Three things the naive version ships that mureo’s does not:

It does not alert on zero-conversion days unless the campaign previously had non-zero conversions and spent money today. Zero conversions on a paused campaign is the correct state.
It does not alert on brand campaigns unless the baseline includes brand. Non-brand baseline applied to brand campaign will always look like a “CPA spike.” The detector inherits the brand flag from the campaign snapshot rather than guessing.
It does not infer root cause. The anomaly is a shape, not an explanation. Root cause belongs in the /rescue workflow, which consults the diagnostic knowledge base with the anomaly as input. Mixing detection and explanation is how SaaS dashboards end up telling you CPA rose “due to increased competition” on days when the actual cause was a bidding strategy that flipped into learning mode.

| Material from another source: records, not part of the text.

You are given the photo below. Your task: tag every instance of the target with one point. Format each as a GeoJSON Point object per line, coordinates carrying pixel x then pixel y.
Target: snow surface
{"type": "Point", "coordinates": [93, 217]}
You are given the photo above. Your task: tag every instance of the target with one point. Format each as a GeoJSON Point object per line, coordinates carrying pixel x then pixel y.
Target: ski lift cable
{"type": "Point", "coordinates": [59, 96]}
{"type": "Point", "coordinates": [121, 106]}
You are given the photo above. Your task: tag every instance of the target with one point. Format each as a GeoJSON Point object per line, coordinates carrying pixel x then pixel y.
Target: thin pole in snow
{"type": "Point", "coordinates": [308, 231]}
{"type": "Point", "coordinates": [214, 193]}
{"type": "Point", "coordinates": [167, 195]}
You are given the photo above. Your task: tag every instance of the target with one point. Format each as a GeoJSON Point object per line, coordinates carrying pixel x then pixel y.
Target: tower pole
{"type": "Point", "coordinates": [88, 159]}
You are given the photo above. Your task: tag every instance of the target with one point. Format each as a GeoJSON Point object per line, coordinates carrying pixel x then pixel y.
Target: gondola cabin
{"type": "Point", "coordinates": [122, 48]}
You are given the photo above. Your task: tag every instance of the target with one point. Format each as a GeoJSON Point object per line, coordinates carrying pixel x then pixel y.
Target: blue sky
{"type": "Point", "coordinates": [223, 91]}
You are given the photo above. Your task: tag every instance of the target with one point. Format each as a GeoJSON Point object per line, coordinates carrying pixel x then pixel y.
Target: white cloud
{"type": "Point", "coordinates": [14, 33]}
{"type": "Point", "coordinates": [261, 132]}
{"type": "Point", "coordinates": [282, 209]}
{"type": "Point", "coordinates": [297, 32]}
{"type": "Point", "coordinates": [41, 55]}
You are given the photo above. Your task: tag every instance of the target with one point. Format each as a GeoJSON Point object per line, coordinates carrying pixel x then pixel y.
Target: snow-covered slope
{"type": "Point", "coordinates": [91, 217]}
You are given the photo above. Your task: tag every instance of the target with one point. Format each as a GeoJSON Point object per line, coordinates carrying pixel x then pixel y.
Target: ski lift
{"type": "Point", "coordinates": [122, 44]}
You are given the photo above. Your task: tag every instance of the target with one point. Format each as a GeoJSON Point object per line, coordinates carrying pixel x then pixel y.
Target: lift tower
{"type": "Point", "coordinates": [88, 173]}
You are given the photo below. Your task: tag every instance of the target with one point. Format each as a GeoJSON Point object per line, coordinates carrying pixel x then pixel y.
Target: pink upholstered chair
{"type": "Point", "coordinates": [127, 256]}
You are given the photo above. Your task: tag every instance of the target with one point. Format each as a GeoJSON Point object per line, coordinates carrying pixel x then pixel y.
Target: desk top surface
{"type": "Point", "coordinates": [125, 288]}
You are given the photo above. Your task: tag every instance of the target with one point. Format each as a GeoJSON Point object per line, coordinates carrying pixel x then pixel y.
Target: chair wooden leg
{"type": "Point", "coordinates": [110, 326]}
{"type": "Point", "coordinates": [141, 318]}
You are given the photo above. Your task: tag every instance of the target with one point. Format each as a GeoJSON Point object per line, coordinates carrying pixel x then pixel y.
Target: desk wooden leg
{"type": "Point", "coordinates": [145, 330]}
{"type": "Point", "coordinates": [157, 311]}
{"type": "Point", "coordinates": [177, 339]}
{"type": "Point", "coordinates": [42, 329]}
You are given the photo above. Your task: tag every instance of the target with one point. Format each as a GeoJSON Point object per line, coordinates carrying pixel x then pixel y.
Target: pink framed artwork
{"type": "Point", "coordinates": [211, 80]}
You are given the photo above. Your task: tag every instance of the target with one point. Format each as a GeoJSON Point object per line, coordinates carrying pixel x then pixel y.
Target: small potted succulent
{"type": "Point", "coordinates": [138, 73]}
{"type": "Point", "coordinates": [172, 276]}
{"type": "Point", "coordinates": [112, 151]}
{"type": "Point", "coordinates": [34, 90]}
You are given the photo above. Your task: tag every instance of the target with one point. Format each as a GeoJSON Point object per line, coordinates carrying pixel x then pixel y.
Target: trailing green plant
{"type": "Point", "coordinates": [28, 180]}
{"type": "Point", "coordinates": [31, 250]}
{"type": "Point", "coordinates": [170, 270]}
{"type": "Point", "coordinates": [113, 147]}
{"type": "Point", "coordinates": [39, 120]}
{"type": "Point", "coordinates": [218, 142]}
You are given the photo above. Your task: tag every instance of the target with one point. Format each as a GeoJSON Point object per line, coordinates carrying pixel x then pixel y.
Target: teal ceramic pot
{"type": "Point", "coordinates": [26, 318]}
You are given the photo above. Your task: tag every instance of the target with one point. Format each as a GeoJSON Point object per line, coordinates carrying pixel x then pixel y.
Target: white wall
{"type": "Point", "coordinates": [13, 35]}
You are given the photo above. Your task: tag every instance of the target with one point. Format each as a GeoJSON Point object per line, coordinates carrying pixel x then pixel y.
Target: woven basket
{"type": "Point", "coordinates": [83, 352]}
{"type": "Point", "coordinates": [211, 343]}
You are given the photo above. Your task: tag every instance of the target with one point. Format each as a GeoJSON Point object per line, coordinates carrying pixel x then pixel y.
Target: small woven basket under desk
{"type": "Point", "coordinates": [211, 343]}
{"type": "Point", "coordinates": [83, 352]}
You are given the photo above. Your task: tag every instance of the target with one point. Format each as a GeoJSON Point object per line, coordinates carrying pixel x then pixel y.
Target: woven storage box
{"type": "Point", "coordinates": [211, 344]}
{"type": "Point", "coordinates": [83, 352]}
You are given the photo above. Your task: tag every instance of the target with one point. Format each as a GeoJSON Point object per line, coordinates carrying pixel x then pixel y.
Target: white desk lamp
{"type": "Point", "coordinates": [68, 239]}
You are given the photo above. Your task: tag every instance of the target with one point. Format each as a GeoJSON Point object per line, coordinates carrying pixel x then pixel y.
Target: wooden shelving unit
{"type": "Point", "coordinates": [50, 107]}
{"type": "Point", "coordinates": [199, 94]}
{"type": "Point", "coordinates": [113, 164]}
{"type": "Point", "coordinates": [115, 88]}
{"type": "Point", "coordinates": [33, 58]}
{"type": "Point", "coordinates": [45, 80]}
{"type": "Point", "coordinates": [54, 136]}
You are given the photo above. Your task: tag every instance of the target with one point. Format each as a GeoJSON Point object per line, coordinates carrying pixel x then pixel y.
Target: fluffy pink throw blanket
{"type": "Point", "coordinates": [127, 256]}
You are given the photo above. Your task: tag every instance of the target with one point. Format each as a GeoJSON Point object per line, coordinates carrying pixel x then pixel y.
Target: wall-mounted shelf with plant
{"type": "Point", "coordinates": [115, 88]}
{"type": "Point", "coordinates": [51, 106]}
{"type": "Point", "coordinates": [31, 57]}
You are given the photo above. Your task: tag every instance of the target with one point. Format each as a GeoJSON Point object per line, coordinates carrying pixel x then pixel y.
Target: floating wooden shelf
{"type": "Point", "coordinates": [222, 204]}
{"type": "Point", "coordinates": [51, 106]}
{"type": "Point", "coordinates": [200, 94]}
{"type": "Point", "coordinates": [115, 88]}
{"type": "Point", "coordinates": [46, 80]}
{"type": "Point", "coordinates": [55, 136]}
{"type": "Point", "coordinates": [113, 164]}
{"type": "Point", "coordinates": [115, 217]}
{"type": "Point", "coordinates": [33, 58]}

When you should still override the agent

The detector is tuned for the median account. It is wrong — and you should override it — in at least these cases:

Known promotional pulse. If you are running a 48-hour flash sale and CPA doubles on hour 2, that is the promotion working (high CPC auction, high volume), not a spike. Tell mureo with /learn; future runs will factor the pulse in.
Attribution lag. Some ad types — view-through, app-install, offline conversion imports — report conversions 1-7 days late. Same-day CPA will show as “spiked” because the numerator is real but the denominator is partial. The detector does not currently correct for this; a wrapper that suppresses alerts within the lookback window is on the roadmap.
Sample-gate boundary. If you have a CPA metric that genuinely matters at 20 conversions/day (niche B2B, high LTV), the 30 threshold is too loose. Operator override: pass a smaller min_conversions to the tool invocation. The default is the default, not the ceiling.

Bottom line

The job of an anomaly detector on a money-touching account is not to notice that a number went up. It is to emit an alert rarely enough that, when it does fire, it is worth acting on.

mureo’s detector is not clever. It refuses to fire below sample-size gates; it uses a median rather than a mean; it picks two severity tiers instead of five; it lets humans override when local context demands it. Every one of those choices trades “ability to look impressive on a slide” for “being trusted at 3 AM.”

If that trade is wrong for your account, mureo is wrong for your account. If it is right, the code is at mureo/analysis/anomaly_detector.py.

This article is part of the mureo methodology series. The source numbers cited (1.5×/2.0× CPA, 30 conversions, 1000 impressions) are the current defaults in anomaly_detector.py as of mureo 0.9.21; they are versioned with the OSS release and may be retuned as the diagnostic knowledge base grows.